La Noc, il cuore economico della Libia
Attaccare la Noc equivale ad assestare un duro colpo al settore che tiene in piedi tutta la Libia, un paese che ricava da
greggio e gas naturale il 95 delle entrate governative e dell'export nazionale in valore. Per quanto sia stata colpito solo
il quartier generale, dove si trovano gli uffici, tutta l'industria petrolifera nazionale è ora in fermento. Con un messaggio
pubblicato dai dipendenti sulla pagina di facebook, la compagnia petrolifera Mellitah Gas and Oil, joint-venture tra l'italiana
Eni e Noc, ha deciso di evacuare i suoi dipendenti dagli impianti dalle città dell'ovest della Libia. “In seguito a quanto
sta accadendo ora nella sede della National Oil Corporation, per motivi di sicurezza e per garantire la sicurezza del personale,
l'amministrazione ha deciso di evacuare tutti i dipendenti dalla sede della società a Dahra, a Dat al Imad e a Tajura”.
Tripoli, una capitale ancora troppo vulnerabile
In attesa di conoscere gli ulteriori sviluppi, questo grave attentato mette in luce i diversi punti critici di cui è prigioniera
la Libia ed il suo Governo di accordo nazionale sostenuto dalla Comunità internazionale.
Le maglie della sicurezza della capitale Tripoli sono ancora molto larghe. Se gruppi armati riescono ad entrare con facilità
in quello che dovrebbe essere uno dei compound più blindati di tutto il Paese, è legittimo domandarsi quanto sia ancora vulnerabile
la capitale Tripoli e come le maggiori istituzioni possano cercare di funzionare correttamente.
“Il potente generale Khalifa Haftar, signore incontrastato della Cirenaica, ha sempre criticato l'operato della Noc accusandola di vendite sotto banco, di corruzione e di discriminazioni nei confronti della Cirenaica”
Il petrolio che divide, e non unisce la Libia
In secondo luogo, ancora una volta emerge quanto il petrolio, o meglio la spartizione della ricca torta energetica del Paese,
sia argomento di profonde divisioni tra le diverse milizie e forze armate presenti in un Paese da quattro anni spaccato in
due, tra Cirenaica e Tripolitania.
Il potente generale Khalifa Haftar, signore incontrastato della Cirenaica, ha sempre criticato l'operato della Noc accusandola di vendite sotto banco, di corruzione e di discriminazioni nei confronti della Cirenaica. Una situazione così tesa da aver spinto le autorità del Governo parallelo della Cirenaica ad aprire una seconda sede della Noc a Bengasi. Per quanto le forze di Haftar abbiano fino a poco fa controllato i maggiori terminali della Mezzaluna petrolifera (da cui viene esportato il 50% del greggio nazionale) , la Noc di Bengasi, definita non legittima da una risoluzione Onu, non è mai riuscita a vendere greggio, almeno ufficialmente, per suo conto.
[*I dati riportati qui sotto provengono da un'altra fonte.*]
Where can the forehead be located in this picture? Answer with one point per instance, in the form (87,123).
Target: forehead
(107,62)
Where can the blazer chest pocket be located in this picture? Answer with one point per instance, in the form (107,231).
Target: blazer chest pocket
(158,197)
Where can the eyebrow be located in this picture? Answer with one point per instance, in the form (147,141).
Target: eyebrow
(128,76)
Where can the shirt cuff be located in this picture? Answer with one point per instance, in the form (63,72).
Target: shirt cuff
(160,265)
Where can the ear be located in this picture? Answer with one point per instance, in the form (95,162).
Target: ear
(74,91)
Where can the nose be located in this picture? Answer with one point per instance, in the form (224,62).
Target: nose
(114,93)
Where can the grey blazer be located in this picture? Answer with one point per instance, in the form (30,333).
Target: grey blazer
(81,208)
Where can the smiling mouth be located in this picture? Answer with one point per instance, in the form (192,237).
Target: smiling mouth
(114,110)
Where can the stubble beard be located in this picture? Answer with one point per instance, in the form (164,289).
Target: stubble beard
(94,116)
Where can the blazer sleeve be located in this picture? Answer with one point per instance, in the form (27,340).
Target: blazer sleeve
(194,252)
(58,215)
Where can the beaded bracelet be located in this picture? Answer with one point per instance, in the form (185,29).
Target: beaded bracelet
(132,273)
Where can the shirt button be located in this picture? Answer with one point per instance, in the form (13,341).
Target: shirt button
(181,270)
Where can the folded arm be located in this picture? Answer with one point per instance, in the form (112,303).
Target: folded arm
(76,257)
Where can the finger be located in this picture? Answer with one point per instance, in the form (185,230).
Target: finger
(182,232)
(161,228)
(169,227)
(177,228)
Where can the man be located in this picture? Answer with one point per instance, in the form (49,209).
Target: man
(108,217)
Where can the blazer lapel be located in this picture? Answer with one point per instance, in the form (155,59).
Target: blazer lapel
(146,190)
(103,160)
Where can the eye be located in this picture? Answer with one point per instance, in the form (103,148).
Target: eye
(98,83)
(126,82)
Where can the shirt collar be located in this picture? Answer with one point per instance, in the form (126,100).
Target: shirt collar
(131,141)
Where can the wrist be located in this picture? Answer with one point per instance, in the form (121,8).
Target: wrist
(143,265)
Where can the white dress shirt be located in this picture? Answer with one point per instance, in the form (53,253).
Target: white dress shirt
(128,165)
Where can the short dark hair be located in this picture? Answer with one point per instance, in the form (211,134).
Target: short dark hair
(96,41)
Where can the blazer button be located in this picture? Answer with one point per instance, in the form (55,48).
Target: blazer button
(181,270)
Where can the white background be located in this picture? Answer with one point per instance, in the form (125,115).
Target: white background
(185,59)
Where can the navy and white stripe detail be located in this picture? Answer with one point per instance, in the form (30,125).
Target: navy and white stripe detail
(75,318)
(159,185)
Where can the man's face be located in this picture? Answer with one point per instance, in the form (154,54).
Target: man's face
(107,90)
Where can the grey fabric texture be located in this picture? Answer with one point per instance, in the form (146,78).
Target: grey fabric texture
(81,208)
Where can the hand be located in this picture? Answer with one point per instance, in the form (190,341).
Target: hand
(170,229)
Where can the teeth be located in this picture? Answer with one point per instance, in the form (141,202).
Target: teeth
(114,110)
In luglio Haftar, le cui forze sono ancora dispiegate nei paraggi, ha così consegnato i terminali della Cirenaica nelle mani della Noc di Tripoli, ponendo delle dure condizioni che tuttavia non sono state soddisfatte.
Questa è la Libia di oggi. Ancora profondamente instabile, ancora spaccata in due, ancora a rischio di sprofondare in una nuova guerra civile. Gli attori internazionali impegnati nelle delicate trattative, tra cui l'Italia, devono superare le divergenze (soprattutto quelle tra Parigi e Roma) e trovare una linea comune per tracciare una credibile transizione democratica in cui siano coinvolte le diverse anime del Paese. E farlo in fretta. Perché se cade l'industria petrolifera, la Libia non avrà più futuro.